Imaginons que la personne étrangère ait eu la bonne information pour constituer son dossier. Il lui faut maintenant le déposer en préfecture. La tâche est ardue. Deux options sont possibles. Soit, il faut arriver très tôt devant les bureaux de la préfecture et espérer avoir les tickets pour accéder aux services. "A Mayotte, Cayenne, Paris, Melun, Lyon, Grenoble, des dizaines voire des centaines de personnes passent de longues heures dans le froid ou sous la pluie à attendre", raconte l'association. Seconde voie choisie par d'autres départements : prendre rendez-vous sur internet. Là encore se pose la question de l'accessibilité. Les préfectures ne font guère d'efforts pour améliorer la situation, comptant sur les associations pour assurer l'accès des usagers aux services publics.

Interminables délais pour un rendez-vous

Malgré les déclarations sur l'amélioration de la situation, les délais pour obtenir un rendez-vous sont toujours aussi longs, bien souvent supérieurs aux trois mois annoncés.
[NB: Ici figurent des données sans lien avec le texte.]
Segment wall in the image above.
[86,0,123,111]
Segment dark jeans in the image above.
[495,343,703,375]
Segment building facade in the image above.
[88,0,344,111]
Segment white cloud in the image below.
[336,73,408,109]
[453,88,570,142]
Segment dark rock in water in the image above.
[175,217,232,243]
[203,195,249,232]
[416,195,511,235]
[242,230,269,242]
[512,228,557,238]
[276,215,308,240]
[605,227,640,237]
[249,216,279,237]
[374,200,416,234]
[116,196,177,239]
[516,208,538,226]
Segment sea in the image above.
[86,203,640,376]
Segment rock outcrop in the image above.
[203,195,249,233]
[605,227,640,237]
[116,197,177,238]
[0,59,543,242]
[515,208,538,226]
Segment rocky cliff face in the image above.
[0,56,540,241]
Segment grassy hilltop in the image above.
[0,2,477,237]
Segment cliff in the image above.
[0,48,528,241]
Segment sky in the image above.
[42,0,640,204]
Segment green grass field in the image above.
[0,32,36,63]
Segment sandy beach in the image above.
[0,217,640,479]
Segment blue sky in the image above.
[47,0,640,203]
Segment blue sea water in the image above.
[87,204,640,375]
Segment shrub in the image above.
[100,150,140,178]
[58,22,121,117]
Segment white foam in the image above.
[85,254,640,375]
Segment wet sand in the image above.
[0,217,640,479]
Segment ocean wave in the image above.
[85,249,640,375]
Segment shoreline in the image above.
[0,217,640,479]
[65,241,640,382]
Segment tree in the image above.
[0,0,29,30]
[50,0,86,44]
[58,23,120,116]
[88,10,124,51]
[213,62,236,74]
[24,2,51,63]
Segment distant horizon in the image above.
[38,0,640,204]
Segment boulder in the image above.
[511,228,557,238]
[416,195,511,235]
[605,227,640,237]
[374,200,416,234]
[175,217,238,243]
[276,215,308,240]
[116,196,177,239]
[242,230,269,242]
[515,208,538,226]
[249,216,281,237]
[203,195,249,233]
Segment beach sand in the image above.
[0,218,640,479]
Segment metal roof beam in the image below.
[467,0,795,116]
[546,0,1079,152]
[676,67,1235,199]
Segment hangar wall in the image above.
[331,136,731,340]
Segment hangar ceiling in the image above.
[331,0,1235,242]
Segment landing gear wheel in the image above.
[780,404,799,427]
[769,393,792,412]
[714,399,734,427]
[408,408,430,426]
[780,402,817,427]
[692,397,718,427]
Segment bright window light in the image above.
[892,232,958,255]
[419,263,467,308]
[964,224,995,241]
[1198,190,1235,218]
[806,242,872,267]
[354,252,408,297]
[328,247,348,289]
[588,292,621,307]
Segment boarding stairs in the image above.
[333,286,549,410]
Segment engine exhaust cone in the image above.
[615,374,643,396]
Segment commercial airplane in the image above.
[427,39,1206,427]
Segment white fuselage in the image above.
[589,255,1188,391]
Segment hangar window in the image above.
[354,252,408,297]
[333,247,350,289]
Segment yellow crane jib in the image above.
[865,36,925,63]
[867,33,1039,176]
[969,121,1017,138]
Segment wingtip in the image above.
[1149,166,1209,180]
A Strasbourg, on attend souvent au moins 6 mois, 10 mois à la sous-préfecture d'Antony (92). Non seulement les délais sont longs, mais ils le sont encore davantage pour certaines catégories de personnes. Les jeunes majeurs doivent ainsi déposer leur demande de titre de séjour durant leur 18e année. Du fait des délais d'attente, ils ne peuvent pas toujours le faire, par exemple à Poitiers.

L'avis du Conseil d'Etat non respecté

Le dossier est constitué, le rendez-vous est obtenu en préfecture... reste à faire enregistrer la demande et obtenir le fameux récépissé. Une formalité ? Ce serait trop simple... "Bien que le Conseil d'Etat ait [précisé] que le passeport n'est pas exigible ni pour le dépôt de la demande ni pour la remise du titre, la quasi-totalité des préfectures refusent illégalement d'enregistrer des demandes sans présentation d'un passeport", dénonce la Cimade. Des complications sont parfois faites pour la présentation des justificatifs de domicile.

Pas toujours d'autorisation de travail

Une fois la demande enregistrée, il faut parfois revenir à la préfecture pour obtenir le précieux récépissé. Une pratique là encore illégale ! En outre, les documents ne sont pas toujours accompagnés de l'autorisation de travail. "Cette pratique illégale porte un préjudice grave aux intéressés, privés de l'accès à un emploi et, le cas échéant, à certaines prestations sociales, pendant toute l'instruction", explique le document.

Attendre encore pour avoir le sésame

Après toutes ces étapes, il ne reste plus qu'à attendre. Ou plutôt à s'armer de patience ! Là aussi, les pratiques varient énormément. La Cimade cite des délais pour le moins surprenants : à Colmar (68), 12 à 18 mois pour des demandes de parents d'enfant français ; 2 ans à Strasbourg pour la même démarche... A Lyon, c'est le bouquet : "les dossiers des personnes victimes de violences conjugales sont bloqués dans l'attente - illégale - de la production d'ordonnances de protection."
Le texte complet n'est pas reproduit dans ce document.